Sus argumentos resultan lúcidos, impenetrable como rocas.

-Estás perdiendo el tiempo. En uno o dos meses me habré ido, aunque sea a tomar por culo, y los demás pasarán las mañanas estudiando y trabajando allá donde estén y a ti te va a ser difícil remontar el vuelo. Te aconsejo que empieces a hacer esfuerzos ahora que estamos todos.

-Menuda astemia tengo yo, una falta absoluta de fuerza de voluntad.

-Lo que tienes que hacer es dejar eso -contesto señalando con el índice la chusta de marihuana que sobrevive en el lateral del cenicero.

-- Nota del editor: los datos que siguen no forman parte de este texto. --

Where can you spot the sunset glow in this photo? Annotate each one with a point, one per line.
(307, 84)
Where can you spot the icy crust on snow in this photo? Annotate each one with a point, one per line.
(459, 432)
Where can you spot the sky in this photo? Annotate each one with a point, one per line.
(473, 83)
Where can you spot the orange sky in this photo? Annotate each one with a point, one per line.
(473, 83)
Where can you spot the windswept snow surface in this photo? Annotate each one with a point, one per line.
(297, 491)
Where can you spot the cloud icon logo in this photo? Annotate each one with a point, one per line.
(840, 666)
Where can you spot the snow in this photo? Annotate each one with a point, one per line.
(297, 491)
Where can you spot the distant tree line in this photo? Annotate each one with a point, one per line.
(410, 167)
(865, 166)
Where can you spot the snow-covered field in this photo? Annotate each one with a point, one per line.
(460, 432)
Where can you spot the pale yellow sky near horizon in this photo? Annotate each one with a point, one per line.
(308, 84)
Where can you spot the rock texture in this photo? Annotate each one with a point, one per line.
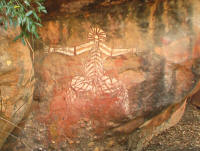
(16, 82)
(112, 74)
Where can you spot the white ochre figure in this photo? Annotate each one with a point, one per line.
(95, 83)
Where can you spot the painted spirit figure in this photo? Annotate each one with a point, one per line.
(95, 83)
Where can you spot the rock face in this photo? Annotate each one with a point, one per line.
(196, 99)
(16, 82)
(112, 74)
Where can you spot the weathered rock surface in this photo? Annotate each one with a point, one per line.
(195, 100)
(16, 82)
(110, 75)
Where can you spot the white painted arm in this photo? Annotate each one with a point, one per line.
(70, 51)
(115, 52)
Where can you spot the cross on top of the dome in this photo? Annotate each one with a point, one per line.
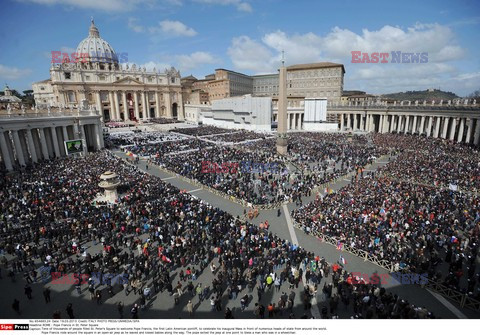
(98, 49)
(93, 31)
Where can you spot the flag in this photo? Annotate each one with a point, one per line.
(453, 187)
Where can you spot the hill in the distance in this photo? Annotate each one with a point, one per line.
(429, 95)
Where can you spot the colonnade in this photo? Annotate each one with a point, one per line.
(141, 102)
(24, 142)
(458, 128)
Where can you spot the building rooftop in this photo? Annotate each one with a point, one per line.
(315, 66)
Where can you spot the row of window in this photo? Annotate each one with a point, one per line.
(68, 76)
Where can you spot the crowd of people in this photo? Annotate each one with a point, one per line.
(436, 162)
(203, 131)
(239, 136)
(312, 160)
(161, 240)
(400, 213)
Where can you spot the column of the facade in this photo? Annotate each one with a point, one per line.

-Una de las causas de la caquexia, un síntoma caracterial de la toxicomanía que conlleva unos desórdenes alimenticios que pueden acarrear bulimia o anorexia. Trastornos tróficos. En mi caso, me acerco a la bulimia en los hábitos desordenados, tú me has visto cómo estoy- se golpea la panza sonriendo.

-Así que eso es la caquexia.

-Y un trastorno del carácter, el comportamiento, la afectividad. That´s it, mate.

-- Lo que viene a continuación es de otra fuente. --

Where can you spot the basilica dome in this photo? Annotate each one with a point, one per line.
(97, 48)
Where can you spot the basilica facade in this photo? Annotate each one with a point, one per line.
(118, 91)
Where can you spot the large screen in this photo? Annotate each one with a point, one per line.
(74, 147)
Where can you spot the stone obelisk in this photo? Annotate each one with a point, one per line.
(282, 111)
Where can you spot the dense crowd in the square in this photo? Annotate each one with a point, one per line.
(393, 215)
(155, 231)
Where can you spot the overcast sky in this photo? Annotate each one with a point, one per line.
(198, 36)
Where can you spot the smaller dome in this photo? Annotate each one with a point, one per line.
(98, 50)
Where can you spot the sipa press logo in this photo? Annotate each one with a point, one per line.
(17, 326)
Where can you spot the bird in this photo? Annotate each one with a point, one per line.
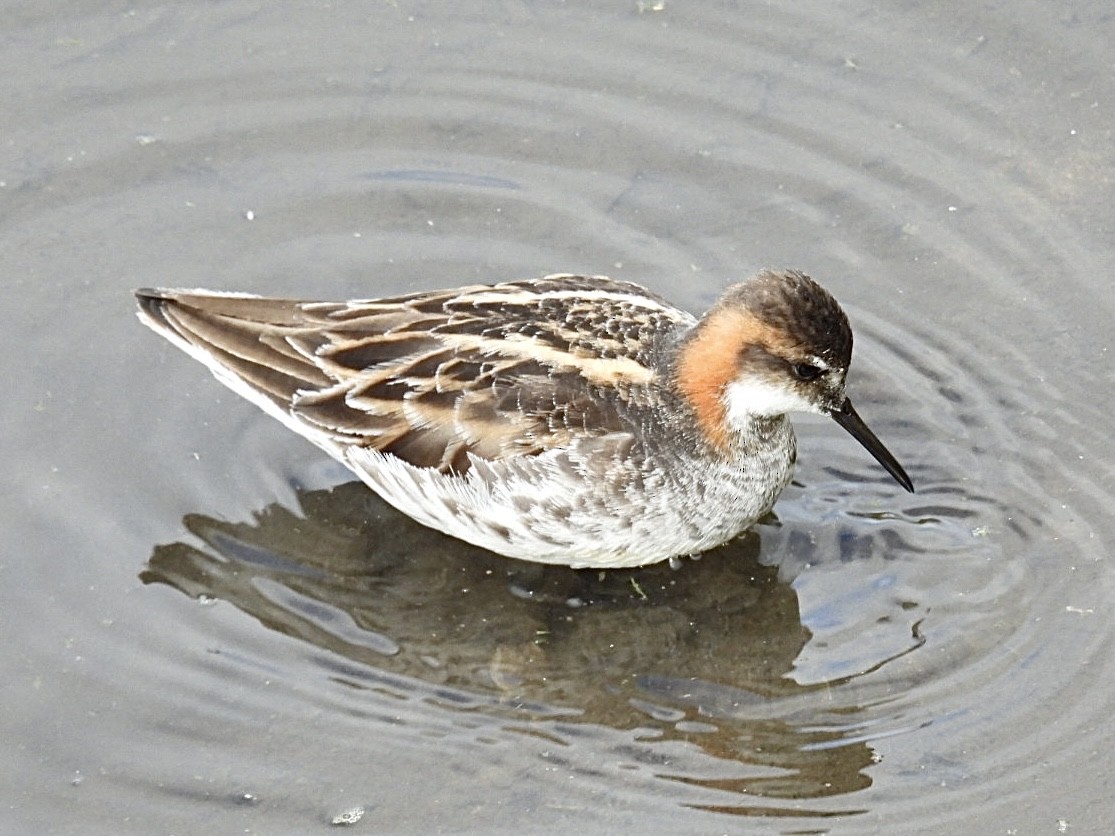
(571, 419)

-¿No te cansas de compadecerte?

-El final está cerca, me hace falta un poco más de arranque pero esto es un engaño. ¿Crees que esto es normal? -pregunta señalándose el pecho-, íbamos mamá y yo por la autovía y saqué un cuchillo de cocina de la mochila, me abrí la camisa en silencio y mientras ella conducía me rajé tres veces de arriba abajo, simetría como en un campo de barbecho, riendo, una sobre cada pezón sangrando y otra en el centro, la menos dolorosa. Yo riendo y ella gritando mi nombre. Frenó y se echó al arcén llorando. Llamó a una ambulancia.

Silencio.

-Pánico a la vida -continúa-, a la toma de decisiones, ni siquiera valgo para acabar con todo, me hice esas heridas porque no acerté a matarme, a veces es cuestión de elegir la opción adecuada y yo soy un tipo sin suerte.

-Tú eres un tipo normal, asúmelo de una puta vez -sentencio ya cansado de tanto debate estéril.

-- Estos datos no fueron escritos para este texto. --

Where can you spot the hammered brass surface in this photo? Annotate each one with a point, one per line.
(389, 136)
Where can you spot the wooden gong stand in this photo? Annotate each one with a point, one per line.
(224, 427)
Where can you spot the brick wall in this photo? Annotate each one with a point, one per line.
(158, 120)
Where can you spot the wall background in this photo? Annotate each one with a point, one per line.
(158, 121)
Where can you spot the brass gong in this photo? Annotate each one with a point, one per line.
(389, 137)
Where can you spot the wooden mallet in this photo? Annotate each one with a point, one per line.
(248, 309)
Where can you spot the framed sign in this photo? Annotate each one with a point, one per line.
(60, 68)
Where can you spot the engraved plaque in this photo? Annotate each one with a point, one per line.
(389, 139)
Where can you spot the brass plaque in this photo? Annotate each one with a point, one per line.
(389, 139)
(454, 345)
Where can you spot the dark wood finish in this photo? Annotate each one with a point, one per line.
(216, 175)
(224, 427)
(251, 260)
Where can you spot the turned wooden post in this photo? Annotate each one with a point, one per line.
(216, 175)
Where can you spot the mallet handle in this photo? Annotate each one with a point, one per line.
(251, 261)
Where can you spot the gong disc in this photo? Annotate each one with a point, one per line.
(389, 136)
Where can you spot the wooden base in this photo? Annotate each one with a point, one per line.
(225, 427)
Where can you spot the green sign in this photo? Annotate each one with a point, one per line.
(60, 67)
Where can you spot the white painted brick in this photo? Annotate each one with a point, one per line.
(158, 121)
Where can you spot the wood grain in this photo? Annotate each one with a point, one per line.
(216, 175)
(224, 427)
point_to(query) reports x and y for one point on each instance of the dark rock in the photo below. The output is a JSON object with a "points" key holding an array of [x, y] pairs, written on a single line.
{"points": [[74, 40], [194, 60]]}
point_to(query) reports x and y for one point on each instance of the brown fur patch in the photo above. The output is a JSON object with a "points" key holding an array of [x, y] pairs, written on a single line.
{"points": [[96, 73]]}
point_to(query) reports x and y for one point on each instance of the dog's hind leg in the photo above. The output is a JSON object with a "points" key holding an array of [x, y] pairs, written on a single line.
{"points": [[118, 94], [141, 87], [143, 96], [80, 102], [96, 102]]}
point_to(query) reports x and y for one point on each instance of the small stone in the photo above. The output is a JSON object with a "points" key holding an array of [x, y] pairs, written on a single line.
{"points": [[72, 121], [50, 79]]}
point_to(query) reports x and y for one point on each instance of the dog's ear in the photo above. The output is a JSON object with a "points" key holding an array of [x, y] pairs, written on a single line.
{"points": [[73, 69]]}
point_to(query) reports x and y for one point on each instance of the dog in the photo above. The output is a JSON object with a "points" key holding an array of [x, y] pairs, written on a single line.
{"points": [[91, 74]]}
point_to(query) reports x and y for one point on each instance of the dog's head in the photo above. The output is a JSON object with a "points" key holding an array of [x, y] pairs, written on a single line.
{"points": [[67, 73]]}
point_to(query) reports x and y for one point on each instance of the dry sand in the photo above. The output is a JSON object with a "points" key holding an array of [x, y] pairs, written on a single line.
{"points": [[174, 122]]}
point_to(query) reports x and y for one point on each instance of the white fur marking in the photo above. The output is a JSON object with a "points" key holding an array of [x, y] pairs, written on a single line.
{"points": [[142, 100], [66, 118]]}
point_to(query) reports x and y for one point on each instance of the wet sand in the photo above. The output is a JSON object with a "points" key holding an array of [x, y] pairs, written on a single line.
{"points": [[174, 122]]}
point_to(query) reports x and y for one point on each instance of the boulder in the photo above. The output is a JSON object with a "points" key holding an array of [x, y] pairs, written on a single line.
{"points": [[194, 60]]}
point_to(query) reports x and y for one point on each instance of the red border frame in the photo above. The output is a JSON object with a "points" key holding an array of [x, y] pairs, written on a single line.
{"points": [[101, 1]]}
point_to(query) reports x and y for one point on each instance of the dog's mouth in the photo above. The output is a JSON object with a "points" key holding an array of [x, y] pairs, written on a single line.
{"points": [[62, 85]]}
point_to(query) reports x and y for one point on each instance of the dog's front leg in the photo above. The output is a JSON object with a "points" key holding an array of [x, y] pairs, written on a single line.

-Yo soy el sujeto que representa el ente, los objetos son imagen y la imagen es mía. No me digas lo que soy. Se instala el autismo y ni tienes ni necesitas respuesta. La personalidad del melancólico estuporoso, es decir, cuando te invade el estupor y ya no sabes ni quién eres. Hostia, que he perdido todos los trenes y el reloj sigue corriendo, sale el sol y luego la luna… y tú sigues con tu estupor -se ríe con el rostro embotado, hinchado por causas que se me escapan.

Se me escapan… Yo, que todo lo quiero controlar, las causas y sus efectos, la llegada de las lluvias y la predicción de la sequía, yo, que atempero mis reacciones, yo, que vivo en zona de nadie por no herir y no ser herido, yo, la máscara indolente.

-La logorrea, todos la tenemos -concluye antes de extraer las llaves del BMW del bolso de mi madre, que en ciertos momentos deja de ser suya, y derrapar sobre la tierra en su salida por la puerta, como un niño que fuera a hacer una travesura.